En la medida en que la historia está implicada, quedaría por preguntarse si la historicidad de las imágenes difiere de otros tipos de historicidad. "Sí, sin duda", asegura sin rodeos Didi-Huberman. "Pero eso no quiere decir que las imágenes estén separadas de la historia política o social, desde luego." Aquello que tienen de notable las imágenes es, según él, que suelen reunir temporalidades heterogéneas. "Incluso cuando se hace referencia a un presente, como pasa en la fotografía documental, se porta siempre al mismo tiempo una memoria (memoria de otras imágenes, de otras historias) y un deseo. Las imágenes no se limitan a establecer un inventario: siguen los hilos del tiempo, o más bien el tiempo mismo, son especialmente portadoras de esperanza, como bien dijeron Ernst Bloch o Walter Benjamin. En los Desastres de Goya hay bastantes imágenes de esperanza."

Giorgio Agamben, en su ensayo "Notas sobre el gesto", había señalado que la imagen debía ocupar el centro de toda reflexión acerca del cuerpo. Didi-Huberman parecería estar de acuerdo con esa presunción, aunque con algunas reservas. "No es exactamente así. Agamben opta por decir que es el gesto lo que está en el centro del elemento político como tal, algo con lo que estoy totalmente de acuerdo, pero diferencia ?gesto' e ?imagen'. Privilegia el gesto para recusar la imagen, mientras que yo creo todo lo contrario, es decir que gesto e imagen son indisociables. Hace ya mucho tiempo que propuse ver las imágenes en sí mismas como gestos y no como cosas. Esta idea aparece en los trabajos actuales de la escuela alemana de la historia del arte bajo el término de Bildakt, ?acto de la imagen', que propuso Horst Bredekamp."

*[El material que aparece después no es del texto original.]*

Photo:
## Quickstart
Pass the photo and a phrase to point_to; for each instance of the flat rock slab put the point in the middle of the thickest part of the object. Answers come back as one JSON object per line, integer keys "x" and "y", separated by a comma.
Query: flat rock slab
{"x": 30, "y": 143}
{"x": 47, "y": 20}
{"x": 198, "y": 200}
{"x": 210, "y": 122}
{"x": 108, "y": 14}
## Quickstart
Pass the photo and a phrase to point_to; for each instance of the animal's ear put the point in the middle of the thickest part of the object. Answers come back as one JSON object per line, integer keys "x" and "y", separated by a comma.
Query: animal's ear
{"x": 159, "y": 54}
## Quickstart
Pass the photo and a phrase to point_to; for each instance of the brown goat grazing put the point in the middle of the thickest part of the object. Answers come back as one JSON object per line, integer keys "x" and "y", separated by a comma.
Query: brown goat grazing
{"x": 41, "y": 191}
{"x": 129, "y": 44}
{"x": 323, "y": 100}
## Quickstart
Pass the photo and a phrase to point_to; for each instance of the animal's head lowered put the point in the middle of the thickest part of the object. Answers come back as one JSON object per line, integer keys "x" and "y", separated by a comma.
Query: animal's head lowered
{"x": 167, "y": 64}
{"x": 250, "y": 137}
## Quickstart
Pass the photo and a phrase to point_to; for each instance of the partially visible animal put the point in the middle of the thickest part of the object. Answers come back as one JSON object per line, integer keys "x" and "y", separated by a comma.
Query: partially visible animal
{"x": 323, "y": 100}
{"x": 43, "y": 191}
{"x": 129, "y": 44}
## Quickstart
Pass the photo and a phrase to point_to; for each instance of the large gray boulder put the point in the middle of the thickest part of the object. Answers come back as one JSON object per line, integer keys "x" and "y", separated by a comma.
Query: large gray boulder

Cuando se inauguró en París Sublevaciones, Didi-Huberman dijo que las lágrimas eran "la manifestación de la potencia política". "Todo mi desarrollo se articula aquí en torno de la diferencia entre pouvoir y puissance, poder y potencia, que es una diferencia que se encuentra también en Spinoza, Nietzsche y, en consecuencia, en Deleuze y Antonio Negri. Las lágrimas no tienen ningún poder: son la expresión de un pathos que es la impotencia, el no poder. En las famosas escenas de El acorazado Potemkin, de Serguéi Eisenstein, las madres y las abuelas de Odessa no tienen ningún poder contra los cosacos, pero, igual que en las tragedias clásicas, tienen la potencia de transformar su sufrimiento en energía revolucionaria: en fuerza de sublevación."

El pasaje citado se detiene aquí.